Amazon lebt hier nicht

Artikel in der Jungle World vom 5. Juli 2012.

1945 wurde der People’s Co-operative Bookstore als antifaschistisches Projekt in Vancouver gegründet. Heute verkauft der Buchladen Werke linker Theoretiker und Anleitungen zum urbanen Gemüseanbau.
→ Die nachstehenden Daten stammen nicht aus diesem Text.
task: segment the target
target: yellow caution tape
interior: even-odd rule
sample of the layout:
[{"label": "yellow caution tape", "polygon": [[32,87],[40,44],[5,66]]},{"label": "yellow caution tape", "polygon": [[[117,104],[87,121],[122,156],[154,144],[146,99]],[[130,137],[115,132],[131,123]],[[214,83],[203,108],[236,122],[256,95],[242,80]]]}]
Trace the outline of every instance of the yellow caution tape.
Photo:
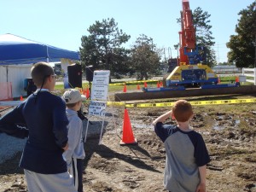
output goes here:
[{"label": "yellow caution tape", "polygon": [[[87,100],[88,101],[88,100]],[[231,99],[231,100],[212,100],[212,101],[196,101],[189,102],[191,105],[226,105],[226,104],[241,104],[256,102],[255,99]],[[172,107],[173,102],[156,102],[156,103],[134,103],[126,104],[125,102],[107,102],[107,105],[125,106],[125,108],[159,108]]]},{"label": "yellow caution tape", "polygon": [[142,80],[142,81],[126,81],[124,83],[109,84],[109,85],[124,85],[125,84],[143,84],[144,82],[158,82],[161,80]]}]

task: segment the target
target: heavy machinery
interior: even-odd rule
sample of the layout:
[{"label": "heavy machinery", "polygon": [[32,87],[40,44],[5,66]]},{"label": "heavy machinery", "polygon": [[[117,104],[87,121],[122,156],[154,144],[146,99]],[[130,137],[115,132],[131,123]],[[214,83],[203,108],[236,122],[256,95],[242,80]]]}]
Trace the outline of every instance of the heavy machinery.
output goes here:
[{"label": "heavy machinery", "polygon": [[196,45],[195,29],[189,0],[183,0],[181,11],[181,32],[179,32],[178,66],[166,78],[167,87],[186,88],[217,84],[218,77],[204,63],[206,51],[203,46]]},{"label": "heavy machinery", "polygon": [[177,66],[166,79],[166,88],[160,90],[185,90],[190,87],[209,89],[238,86],[238,84],[218,84],[218,76],[206,65],[206,49],[196,45],[195,29],[189,0],[182,0],[182,5]]}]

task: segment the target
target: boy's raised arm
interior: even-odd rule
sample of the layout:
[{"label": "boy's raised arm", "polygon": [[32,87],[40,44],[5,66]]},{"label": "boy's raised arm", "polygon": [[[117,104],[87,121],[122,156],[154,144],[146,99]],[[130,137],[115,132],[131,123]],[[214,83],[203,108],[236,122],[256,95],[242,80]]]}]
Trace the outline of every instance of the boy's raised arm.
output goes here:
[{"label": "boy's raised arm", "polygon": [[195,192],[206,192],[207,191],[207,165],[199,166],[199,174],[200,174],[200,183],[196,188]]}]

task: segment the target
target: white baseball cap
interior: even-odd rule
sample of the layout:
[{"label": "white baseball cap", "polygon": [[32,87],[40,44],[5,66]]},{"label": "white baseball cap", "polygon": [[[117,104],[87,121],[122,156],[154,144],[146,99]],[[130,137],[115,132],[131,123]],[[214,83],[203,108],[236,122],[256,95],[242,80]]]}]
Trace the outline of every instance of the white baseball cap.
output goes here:
[{"label": "white baseball cap", "polygon": [[75,89],[66,90],[62,97],[65,100],[66,104],[76,103],[86,99],[84,95],[81,95],[80,92]]}]

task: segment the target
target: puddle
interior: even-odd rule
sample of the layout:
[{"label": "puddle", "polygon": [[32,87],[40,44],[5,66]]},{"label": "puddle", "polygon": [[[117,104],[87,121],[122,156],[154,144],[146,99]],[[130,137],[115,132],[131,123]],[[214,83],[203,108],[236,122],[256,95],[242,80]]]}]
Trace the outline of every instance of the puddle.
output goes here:
[{"label": "puddle", "polygon": [[221,121],[221,125],[219,125],[220,122],[218,120],[218,122],[216,122],[213,125],[212,129],[216,130],[216,131],[222,131],[222,130],[224,130],[226,127],[229,127],[230,125],[232,125],[234,123],[235,123],[235,125],[233,125],[233,127],[235,128],[235,127],[236,127],[240,124],[241,121],[240,121],[240,119],[236,119],[236,120],[235,120],[234,123],[233,122],[234,122],[233,119],[230,119],[230,120],[222,120]]}]

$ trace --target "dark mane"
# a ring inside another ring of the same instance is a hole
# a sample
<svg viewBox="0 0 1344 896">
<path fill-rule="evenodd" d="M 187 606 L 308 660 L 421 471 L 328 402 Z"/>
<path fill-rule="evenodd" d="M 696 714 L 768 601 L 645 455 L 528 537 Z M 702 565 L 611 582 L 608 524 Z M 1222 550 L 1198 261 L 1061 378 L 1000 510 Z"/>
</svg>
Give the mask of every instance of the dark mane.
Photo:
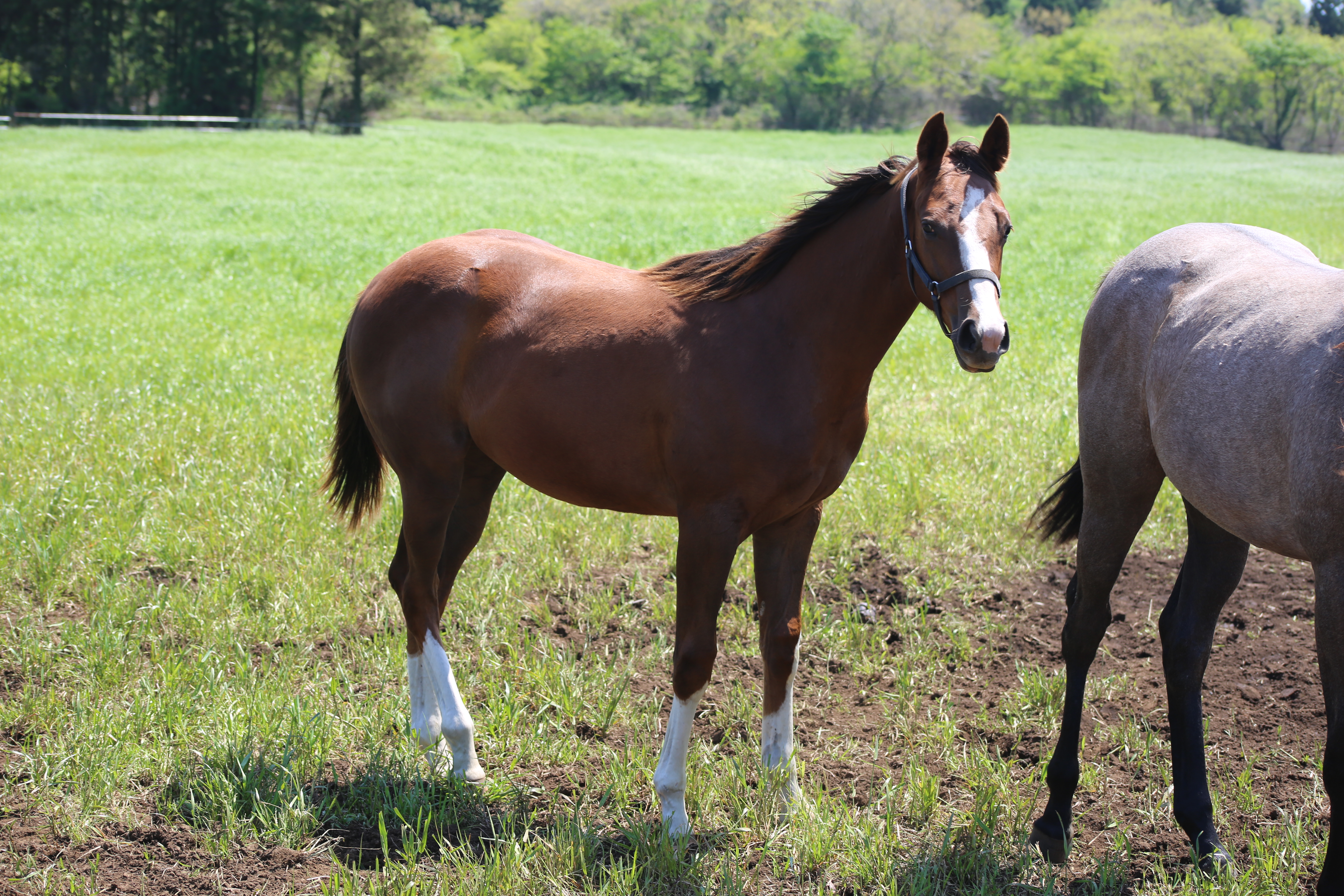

Der Commercial Drive, eine lebendige Straße im Osten Vancouvers, gilt laut »Hipster Handbuch« als einer der wenigen Hotspots der Region. Unabhängige Kunst und Kultur, hippiesk anmutende Umweltschutzinitiativen wie auch andere Formen des Polit-Aktivismus und die zahlreichen Cafés und Imbisse sind für viele ein Grund, auf dem Drive auszugehen und im Viertel wohnen zu wollen. Grandview-Woodland ist seit den fünfziger Jahren ein Einwandererviertel und trug lange Zeit den Namen »Little Italy«. Auf dem Drive befindet sich seit 1983 der People’s Co-operative Bookstore. Das Projekt versteht sich auch als Community- und Stadtteilzentrum. Die Kooperative hat zahlende Mitglieder, halbjährliche Versammlungen und gewählte Gremien, die die Verwaltung organisieren. Eine Person ist fest angestellt und übernimmt einen Teil der Aufgaben, vieles wird ehrenamtlich von den Mitgliedern erledigt.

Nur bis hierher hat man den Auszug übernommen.